Source: Dark reading / Securityweek
Link: https://www.securityweek.com/palo-alto-networks-to-acquire-cyberark-for-25-billion/
IR Trends Q2 2025: Phishing attacks persist as actors leverage compromised valid accounts to enhance legitimacy
Phishing remained the top method of initial access this quarter, appearing in a third of all engagements – a decrease from 50 percent last quarter. Threat actors largely leveraged compromised internal or trusted business partner email accounts to deploy malicious emails, bypassing security controls and gaining targets’ trust. Interestingly, the objective of the majority of observed phishing attacks appeared to be credential harvesting, suggesting cybercriminals may consider brokering compromised credentials as simpler and more reliably profitable than other post-exploitation activities, such as engineering a financial payout or stealing proprietary data.

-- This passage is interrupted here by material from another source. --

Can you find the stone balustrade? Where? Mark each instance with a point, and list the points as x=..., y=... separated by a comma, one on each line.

Ransomware and pre-ransomware incidents made up half of all engagements this quarter, similar to last quarter. Cisco Talos Incident Response (Talos IR) responded to Qilin ransomware for the first time, identifying previously unreported tools and tactics, techniques, and procedures (TTPs), including a new data exfiltration method. Our observations of Qilin activity indicate a potential expansion of the group and/or an increase in operational tempo in the foreseeable future, warranting this as a threat to monitor. Additionally, ransomware actors leveraged a dated version of PowerShell, PowerShell 1.0, in a third of ransomware and pre-ransomware engagements this quarter, likely to evade detection and gain more flexibility for their offensive capabilities.
Source: CISCO Talos intelligence group
Link: https://blog.talosintelligence.com/ir-trends-q2-2025/
Why CISOs should rethink identity risk through attack paths
Identity-based attack paths are behind most breaches today, yet many organizations can’t actually see how those paths form. The 2025 State of Attack Path Management report from SpecterOps makes the case that traditional tools like identity governance, PAM, and MFA aren’t enough. They help manage access, but they miss the bigger problem: how identity and privilege sprawl across the environment in ways that attackers can string together.

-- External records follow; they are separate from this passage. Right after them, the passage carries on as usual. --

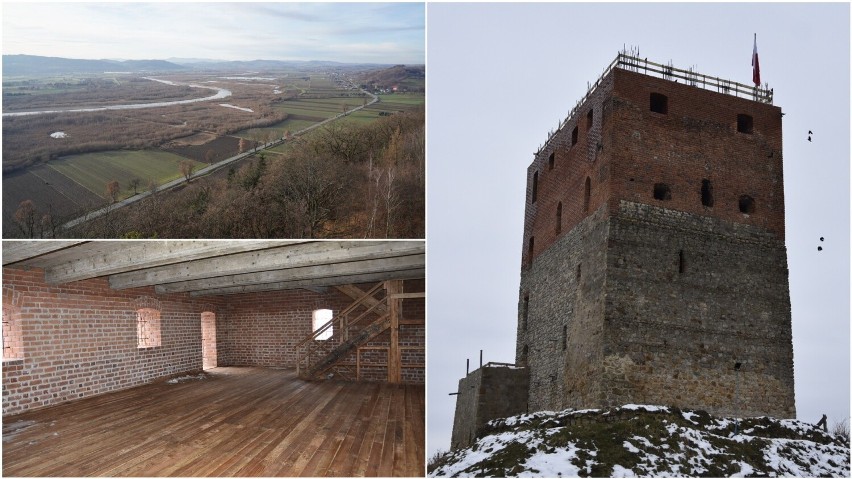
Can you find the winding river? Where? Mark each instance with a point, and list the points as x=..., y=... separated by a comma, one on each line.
x=220, y=93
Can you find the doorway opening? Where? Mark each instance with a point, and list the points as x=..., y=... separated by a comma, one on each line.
x=208, y=340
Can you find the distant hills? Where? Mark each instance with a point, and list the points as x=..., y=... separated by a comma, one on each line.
x=411, y=77
x=33, y=65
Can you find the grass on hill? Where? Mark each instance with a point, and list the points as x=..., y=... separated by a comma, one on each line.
x=94, y=171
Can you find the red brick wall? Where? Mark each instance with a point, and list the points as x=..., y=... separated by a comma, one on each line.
x=697, y=139
x=80, y=339
x=263, y=329
x=629, y=148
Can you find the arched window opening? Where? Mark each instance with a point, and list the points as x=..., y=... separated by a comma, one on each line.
x=530, y=249
x=148, y=328
x=707, y=193
x=322, y=323
x=662, y=192
x=559, y=218
x=535, y=187
x=209, y=357
x=745, y=123
x=13, y=344
x=659, y=103
x=746, y=204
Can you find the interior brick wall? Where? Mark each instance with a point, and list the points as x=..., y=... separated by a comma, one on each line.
x=80, y=339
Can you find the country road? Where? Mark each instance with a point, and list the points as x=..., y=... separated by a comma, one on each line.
x=208, y=169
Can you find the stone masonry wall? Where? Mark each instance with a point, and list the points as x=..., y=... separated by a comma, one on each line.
x=561, y=338
x=490, y=392
x=687, y=298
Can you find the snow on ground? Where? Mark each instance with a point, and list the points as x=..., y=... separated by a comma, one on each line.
x=228, y=105
x=677, y=443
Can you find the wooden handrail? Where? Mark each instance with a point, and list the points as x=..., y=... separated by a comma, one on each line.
x=667, y=72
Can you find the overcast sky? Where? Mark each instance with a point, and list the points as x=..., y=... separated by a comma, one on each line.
x=343, y=32
x=502, y=75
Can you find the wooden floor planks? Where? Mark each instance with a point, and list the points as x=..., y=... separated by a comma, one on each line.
x=237, y=422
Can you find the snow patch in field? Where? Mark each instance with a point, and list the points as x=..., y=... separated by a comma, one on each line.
x=228, y=105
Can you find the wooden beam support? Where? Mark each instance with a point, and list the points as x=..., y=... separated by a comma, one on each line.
x=115, y=257
x=288, y=257
x=15, y=251
x=322, y=282
x=392, y=288
x=319, y=272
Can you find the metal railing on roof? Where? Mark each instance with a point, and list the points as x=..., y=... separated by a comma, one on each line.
x=667, y=72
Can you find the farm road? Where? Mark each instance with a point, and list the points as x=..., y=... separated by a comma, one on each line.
x=208, y=169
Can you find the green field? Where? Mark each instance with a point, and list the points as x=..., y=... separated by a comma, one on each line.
x=404, y=98
x=94, y=170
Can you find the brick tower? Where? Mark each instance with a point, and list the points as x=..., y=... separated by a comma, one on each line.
x=654, y=267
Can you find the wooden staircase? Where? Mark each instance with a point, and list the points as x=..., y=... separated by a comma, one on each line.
x=357, y=324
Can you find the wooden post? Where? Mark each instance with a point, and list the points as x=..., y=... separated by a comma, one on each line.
x=393, y=287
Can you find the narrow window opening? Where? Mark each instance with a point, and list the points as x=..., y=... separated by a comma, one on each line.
x=659, y=103
x=13, y=347
x=746, y=204
x=706, y=193
x=559, y=218
x=745, y=123
x=148, y=328
x=530, y=249
x=322, y=324
x=535, y=187
x=208, y=340
x=662, y=192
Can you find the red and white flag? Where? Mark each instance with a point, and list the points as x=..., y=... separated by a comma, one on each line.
x=755, y=65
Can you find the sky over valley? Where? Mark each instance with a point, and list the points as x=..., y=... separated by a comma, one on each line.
x=389, y=33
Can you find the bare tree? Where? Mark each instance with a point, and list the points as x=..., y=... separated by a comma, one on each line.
x=25, y=216
x=840, y=430
x=186, y=169
x=113, y=189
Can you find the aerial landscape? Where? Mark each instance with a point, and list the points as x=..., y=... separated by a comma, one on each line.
x=313, y=131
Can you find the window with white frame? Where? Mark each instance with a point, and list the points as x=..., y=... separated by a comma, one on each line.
x=321, y=317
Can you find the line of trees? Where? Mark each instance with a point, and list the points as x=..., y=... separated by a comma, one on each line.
x=343, y=181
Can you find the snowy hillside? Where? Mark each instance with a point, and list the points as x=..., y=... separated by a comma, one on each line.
x=647, y=441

Attack Path Management (APM) is a continuous security practice, not a one-time project. It helps organizations map, understand, and dismantle the chains of access and control that attackers exploit.

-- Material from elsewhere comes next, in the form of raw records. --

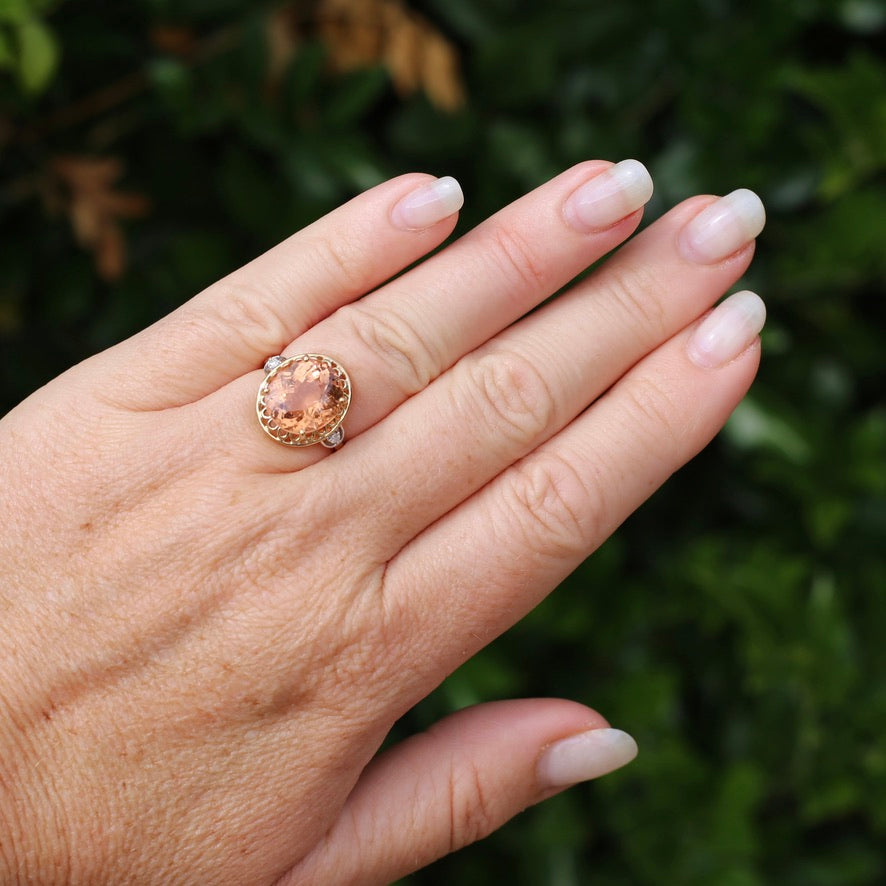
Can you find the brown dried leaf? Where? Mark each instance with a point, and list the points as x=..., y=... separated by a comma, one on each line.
x=95, y=208
x=360, y=33
x=172, y=39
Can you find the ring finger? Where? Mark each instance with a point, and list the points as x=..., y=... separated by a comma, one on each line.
x=398, y=339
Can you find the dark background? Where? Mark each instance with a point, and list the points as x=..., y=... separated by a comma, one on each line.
x=735, y=625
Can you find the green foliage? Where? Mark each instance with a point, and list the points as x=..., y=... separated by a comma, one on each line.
x=735, y=624
x=27, y=46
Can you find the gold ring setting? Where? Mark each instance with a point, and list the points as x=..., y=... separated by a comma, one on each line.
x=303, y=400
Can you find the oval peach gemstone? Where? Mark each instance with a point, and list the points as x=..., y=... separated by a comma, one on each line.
x=305, y=400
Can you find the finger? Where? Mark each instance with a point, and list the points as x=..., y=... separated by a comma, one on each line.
x=526, y=531
x=235, y=324
x=458, y=782
x=503, y=400
x=404, y=335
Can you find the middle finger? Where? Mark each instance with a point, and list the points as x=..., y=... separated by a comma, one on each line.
x=395, y=341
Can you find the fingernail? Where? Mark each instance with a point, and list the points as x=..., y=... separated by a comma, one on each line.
x=609, y=197
x=585, y=756
x=728, y=330
x=427, y=205
x=723, y=227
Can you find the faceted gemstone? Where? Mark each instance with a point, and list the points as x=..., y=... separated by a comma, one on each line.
x=304, y=399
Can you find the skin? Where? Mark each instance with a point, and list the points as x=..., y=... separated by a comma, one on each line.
x=206, y=635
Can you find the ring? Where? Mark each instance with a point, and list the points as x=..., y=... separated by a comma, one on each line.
x=303, y=400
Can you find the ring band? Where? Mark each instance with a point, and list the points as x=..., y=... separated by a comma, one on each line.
x=303, y=400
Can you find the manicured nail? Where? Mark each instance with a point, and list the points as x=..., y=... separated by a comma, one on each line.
x=723, y=227
x=728, y=330
x=427, y=205
x=585, y=756
x=609, y=197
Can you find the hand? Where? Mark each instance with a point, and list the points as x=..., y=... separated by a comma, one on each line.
x=206, y=635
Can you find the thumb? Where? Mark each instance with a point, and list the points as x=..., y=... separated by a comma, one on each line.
x=456, y=783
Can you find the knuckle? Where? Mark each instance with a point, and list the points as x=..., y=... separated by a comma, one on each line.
x=472, y=816
x=246, y=312
x=635, y=293
x=655, y=414
x=391, y=339
x=558, y=513
x=340, y=258
x=515, y=401
x=517, y=257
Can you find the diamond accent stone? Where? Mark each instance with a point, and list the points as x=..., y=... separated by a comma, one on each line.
x=304, y=399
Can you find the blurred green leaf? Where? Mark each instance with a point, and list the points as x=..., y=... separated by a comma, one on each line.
x=38, y=55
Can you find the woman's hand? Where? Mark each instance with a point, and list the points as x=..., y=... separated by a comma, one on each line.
x=206, y=635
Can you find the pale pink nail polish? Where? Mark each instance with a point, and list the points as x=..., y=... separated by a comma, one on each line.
x=727, y=331
x=428, y=204
x=723, y=227
x=585, y=756
x=609, y=197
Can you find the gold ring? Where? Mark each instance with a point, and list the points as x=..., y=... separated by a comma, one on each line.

The real problem is privilege chaining. Researchers contrast two models: access graphs and attack graphs. Access graphs show who has access to what, often for audits or compliance. But attackers don’t care about who’s authorized, they care about what’s reachable. Attack graphs show how identities, sessions, and permissions can be chained together to reach critical assets, even when each link looks harmless on its own.
This shift in perspective helps explain why identity compromise is so hard to detect or prevent. Most tools can tell you whether a credential is being used. Few can show whether that credential is just one hop away from Domain Admin.